"Don't be shy," Yale's president told the incoming Class of 2016. We talked to a few first-years, and found out they're not.
Josh Faber ’16
Do you have an extracurricular you’re thinking of doing?
I’m all over the place. I love writing newspaper opinion, because I have a lot of views that I’d like to articulate. Model Congress. The Independent Party of the Yale Political Union. Yale Road Running. Oh, and the Hispanic groups. My mom’s Dominican, so I’d like to learn more about a culture I haven’t been exposed to as much as I wish I had. I wrote my essay on being a Hispano-Jew. The Hillel is also awesome. They have great bagels, I hear.
Are you the oldest in your family?
No, I’m the middle kid. My brother’s 16. He’s amazing; he runs cross country. My sister’s turning 22 in about five days—she’s coming over to Yale to celebrate. She’s a senior [at Middlebury College].
Are you worried about your parents?
I think they’ll be fine. I worry about my brother. My parents are fun to be with, but we’re all so connected as siblings that without one of us there, it gets kind of lonely.
Anusha Alles ’18PhD
Do you see yourself as an academic, long-term?
Yes. If all goes well.
Do people try to discourage you?
A lot of people do. They say there are no jobs out there, it’s impossible to find a job, it’s a waste of time.
What do you say to them?
This is what I want to do. I’m just going to take it day by day and do my best.

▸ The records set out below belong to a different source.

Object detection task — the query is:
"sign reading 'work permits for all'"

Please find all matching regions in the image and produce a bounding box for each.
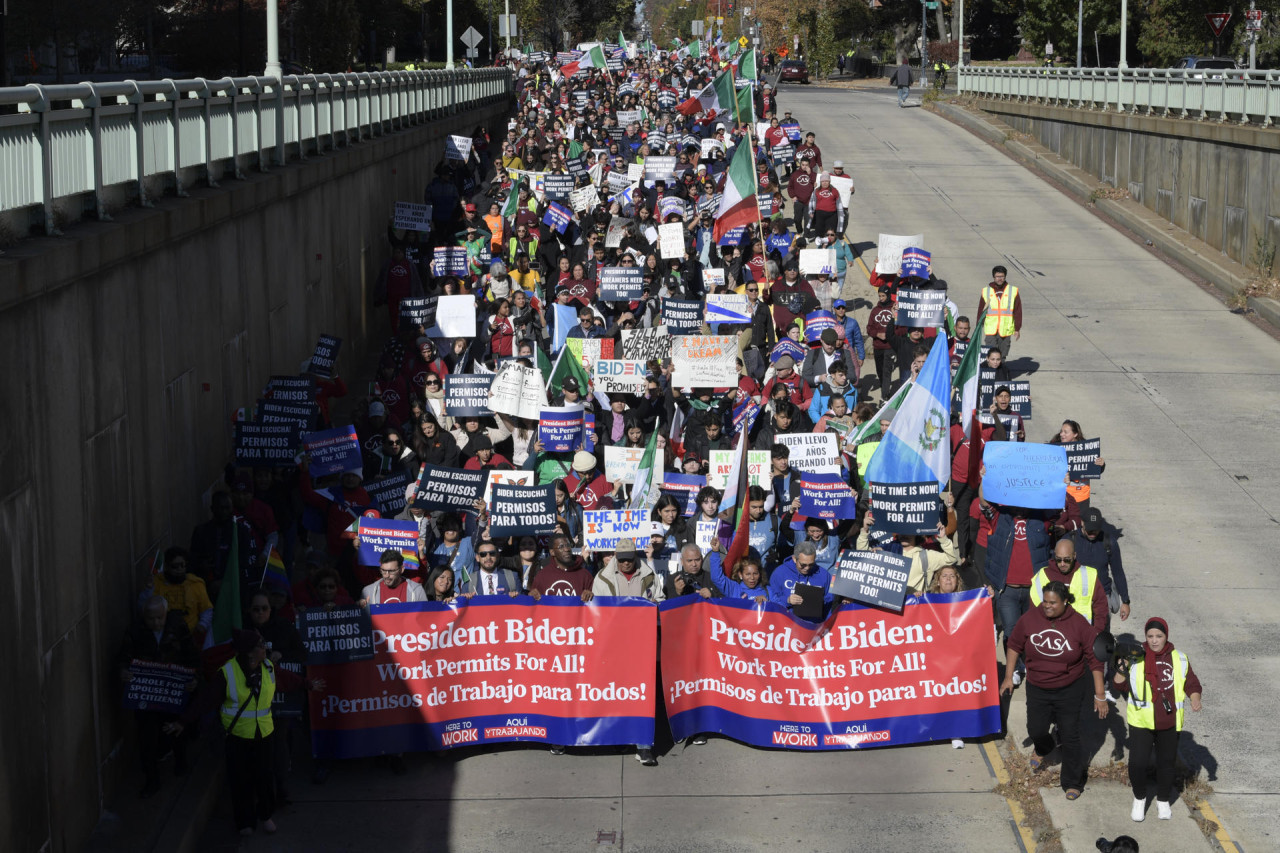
[489,483,556,539]
[831,551,911,612]
[982,442,1066,511]
[897,289,947,328]
[300,427,365,476]
[444,136,471,163]
[599,266,644,302]
[867,480,938,535]
[582,510,653,551]
[356,516,419,566]
[444,373,493,418]
[124,660,196,713]
[671,334,737,388]
[1062,438,1102,482]
[392,201,431,232]
[413,465,486,512]
[236,424,302,467]
[307,334,342,379]
[297,604,376,666]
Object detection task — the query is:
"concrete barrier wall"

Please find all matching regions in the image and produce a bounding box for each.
[975,99,1280,268]
[0,94,509,853]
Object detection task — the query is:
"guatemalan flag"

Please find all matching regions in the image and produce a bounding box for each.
[864,334,951,491]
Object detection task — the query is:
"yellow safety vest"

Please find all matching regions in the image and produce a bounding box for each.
[1125,649,1189,731]
[221,657,275,740]
[982,284,1018,338]
[1032,566,1098,622]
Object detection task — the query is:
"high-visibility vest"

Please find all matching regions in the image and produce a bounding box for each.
[982,284,1018,338]
[221,657,275,740]
[1125,649,1189,731]
[1032,566,1098,614]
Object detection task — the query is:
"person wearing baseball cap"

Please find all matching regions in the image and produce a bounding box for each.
[1111,616,1203,821]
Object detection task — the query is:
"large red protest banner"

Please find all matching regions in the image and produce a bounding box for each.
[662,590,1000,749]
[311,596,658,758]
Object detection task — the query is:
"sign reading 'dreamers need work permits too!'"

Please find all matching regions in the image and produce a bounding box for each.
[982,442,1066,510]
[310,597,655,758]
[659,589,1000,749]
[671,334,737,388]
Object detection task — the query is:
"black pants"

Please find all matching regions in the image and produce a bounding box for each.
[1129,726,1178,803]
[227,735,275,830]
[872,348,893,402]
[1027,670,1093,790]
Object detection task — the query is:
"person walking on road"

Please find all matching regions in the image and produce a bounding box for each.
[888,63,911,108]
[1000,580,1111,799]
[1112,616,1202,821]
[978,264,1023,361]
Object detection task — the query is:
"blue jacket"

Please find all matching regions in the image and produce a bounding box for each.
[987,512,1048,592]
[769,557,835,612]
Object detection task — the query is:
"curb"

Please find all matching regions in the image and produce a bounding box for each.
[932,101,1280,329]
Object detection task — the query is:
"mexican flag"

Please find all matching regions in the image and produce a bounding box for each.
[561,45,604,77]
[676,73,733,118]
[951,311,987,483]
[712,135,760,242]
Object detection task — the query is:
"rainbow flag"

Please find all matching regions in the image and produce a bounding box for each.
[262,548,289,589]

What do you want to learn?
Everything. Everything about my subject. I’m doing African American and South Asian–American literature. Twentieth century. And twenty-first.
Tell me some authors you would recommend.
I love Toni Cade Bambara’s Gorilla, My Love. It’s a great book of short stories. Funny Boy is a good one, by Shyam Selvadurai.
What do you think will be most challenging about graduate school?
It’s just a very work-intensive, competitive environment. So you kind of have to step up to that pace.
Jenna Kainic ’16
What do you plan to study?
I’m thinking of majoring in physics or math. I have a friend who introduced me to Gödel’s incompleteness theorem, and I fell in love with it. Ever since then, I’ve been researching different math theorems and concepts.
Why did you fall in love with the incompleteness theorem?
I thought it was really fascinating and elegant and unusual. It was different from any math I’d heard of before.
Are there any classes in particular that sound interesting to you?
Major English poets. I really love English, too.